Marshall Islands



Sitting cross-legged on the blue wooden frame only inches above the gentle waves, there is barely a sound as we glide swiftly across the clear water of the Majuro lagoon. This is our first experience in a Marshallese canoe, a distinctive craft with two parallel hulls separated by a wooden bench. These vessels were the transport of choice for many generations before and after the Europeans ‘discovered’ the tiny atoll islands of the Marshall Islands, an isolated nation in the mid-Pacific (around halfway between Honolulu and Manila). The 19th century German and Russian traders who came this way were shocked by the speeds at which these canoes could cut through the ocean.




We are taking a canoe trip with Waan Aelon in Majel (WAM), a canoe-building programme set up by Marshall Islander Alson Kelen. Alson set up WAM in order to keep alive the canoe-making skills that have long been part of Marshallese tradition but that are being lost as western culture creeps ever further into island life. But Alson’s passion, and the importance of the WAM programme, extends far beyond canoe building.




The canoe-makers are young people who have dropped out of school and have no prospect of a job. Many arrive with no social security number and no birth certificate, having been delivered on an outer island beyond the reaches of doctors, midwives and registrars. With unemployment running at well over 50% and a few poor grades in your early school years can write off your academic and professional prospects, the 25 young folks who attend the daily work and study programme receive a valuable opportunity to develop a lot more than canoe-building skills. Classes in English, Maths and a range of life skills have been put together by Alson, who with the help of a tight-knit team of Marshallese and ex-pats has created a valuable programme from nothing.

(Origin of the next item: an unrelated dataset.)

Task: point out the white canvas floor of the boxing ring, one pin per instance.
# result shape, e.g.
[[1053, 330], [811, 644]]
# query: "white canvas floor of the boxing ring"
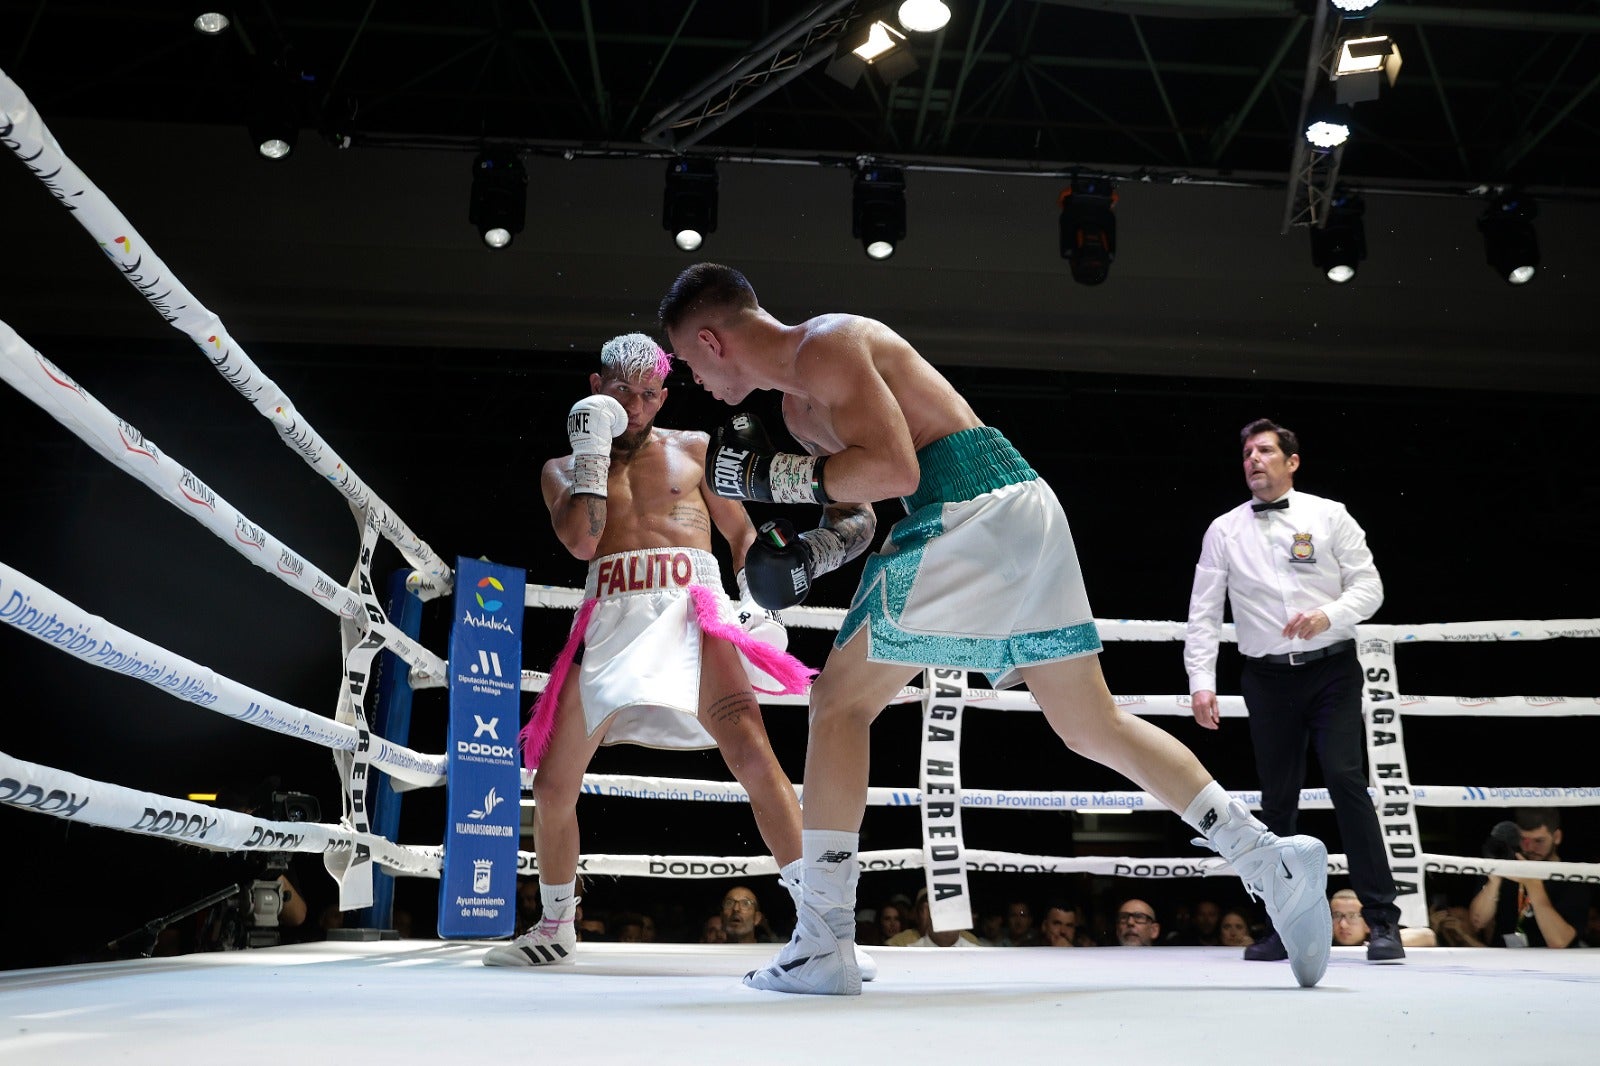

Funding is always a challenge and much of his work involves persuading potential backers of the value of his work.  Local businesses are all too aware that the training of vocational skills is always non-existent in the Marshall Islands, with very few qualified teachers around to provide education relevant for working on the islands.



As part of the WAM programme they spend a few weeks in one of the big Majuro companies (big is a relative word on an island with only 20,000 people). Several have found full-time work as a result of their work experience.




Linton, the young lad in charge of our canoe, says little but after an hour out on the lagoon invites me to take temporary charge. I scramble to my feet, almost falling in while gripping Linton a bit too tightly for his comfort. The gentle movements that look effortless in his capable hands are clearly beyond me and after a few minutes of uncoordinated incompetence I fall back to my seat, relieved not to have landed in the drink.




If you make it out to the Marshall Islands, a visit to WAM and a ride in a traditional canoe will give you a small taste of one of the islands’ most distinct traditions. More than that however, you’ll be supporting a very worthy programme that is giving young people real help in a country where opportunities are few and far between.


 Canoe rides cost $20 per person for one hour.